24 juin 2008
Depuis hier, la cour d'assises du Finistère juge un Brestois de 28 ans, accusé de viol aggravé sur la personne d'un autre marginal. La victime, que l'accusé nie connaître, ne s'est pas déplacée.La « victime », un Brestois de 27 ans, brille par son absence. Le jeune homme, toxicomane et très fragile, n'a pas réapparu depuis deux semaines. La dernière fois qu'on l'a vu, il traînait dans la salle des pas perdus du tribunal de Brest. À cause d'un malaise dû, apparemment, à une consommation excessive de médicaments, il est reparti du palais de justice en ambulance. Depuis, personne, ni son frère, ni son avocat, ni le ministère public, ne sait où il se trouve. Pourtant, son témoignage est capital. Ce sont, en effet, ses accusations qui ont entraîné Zouheir El Yamani devant la cour.
Une lame sous la gorge
Des accusations gravissimes. Courant 2004, « l'absent » aurait été sodomisé sous la menace d'un « couteau recourbé, comme une serpette », placé sous sa gorge, dans la salle de bains de l'appartement de son frère, dans le quartier de Saint-Martin, à Brest.
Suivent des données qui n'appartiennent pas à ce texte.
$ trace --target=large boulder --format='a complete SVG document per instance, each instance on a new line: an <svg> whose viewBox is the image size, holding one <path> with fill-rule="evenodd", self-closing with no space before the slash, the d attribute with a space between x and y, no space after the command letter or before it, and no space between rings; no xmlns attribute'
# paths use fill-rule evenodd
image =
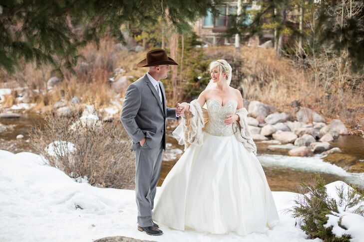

L'agression aurait été suivie d'une volée de coups et de la dégradation de tout le mobilier du logement.
Problème. « Par peur », la victime, n'a osé en parler à des tiers que plusieurs mois plus tard, alors que sa route aurait croisé par hasard, en maison d'arrêt, celle de celui qu'il accuse. Du coup, aucune trace d'ADN n'a pu être relevée, aucun examen médical réalisé. Pour forger leur intime conviction, les neuf jurés devront donc se contenter de la parole de l'un et des écrits de l'autre.
« Contraire
à mon honneur »
L'accusé nie tout. « Faire ça, c'est contraire à mon honneur, à ma religion ». Son épouse crie aussi à l'innocence. « Il n'a rien à faire ici. C'est quelqu'un de gentil, généreux. Il a fait des conneries, mais c'est à cause de l'alcool, de la drogue et de ses mauvaises fréquentations ». En quelques mois, début 2004, Zouheir El Yamani a commis onze faits délictueux, dont l'un, le viol d'un homme en réunion, lui vaut actuellement de purger quatre années de prison. Des psychiatres l'ont affublé d'une « personnalité antisociale, avec un mauvais contrôle pulsionnel ».
Le jeune homme soutient ne pas connaître son accusateur. Pourtant, en fin de journée, un témoin est venu jurer ses grands dieux qu'il avait vu les deux jeunes gens se bagarrer à son domicile, avant les faits jugés ici. « Zouheir avait une réputation de violent. Il menaçait tout le monde et m'a racketté à deux reprises ».
Témoignages brumeux
Témoignage fiable ? À la cour d'en décider dans son délibéré, attendu cet après-midi. Les contradictions ne manquent pas, en effet, dans les dépositions des anciennes connaissances des deux protagonistes, toutes perdues à l'époque dans les brumes fumeuses ou éthyliques. Le frère de la victime avait ainsi évoqué « un homme avec un couteau » lors de son audition en 2005. Hier, à la barre, « ils étaient deux » et la lame s'est transformée en arme à feu.
La victime a aussi d'énormes absences. À l'en croire, le viol se serait produit « dans la nuit du 1 e r au 2 avril 2004 ». Mais sa fiche pénale a révélé qu'il était incarcéré à cette époque. Peut-être se trompe-t-il tout simplement d'année ? Rien d'étonnant en fait dans ce procès où tous, sans exception, avouent être « fâchés avec les dates ».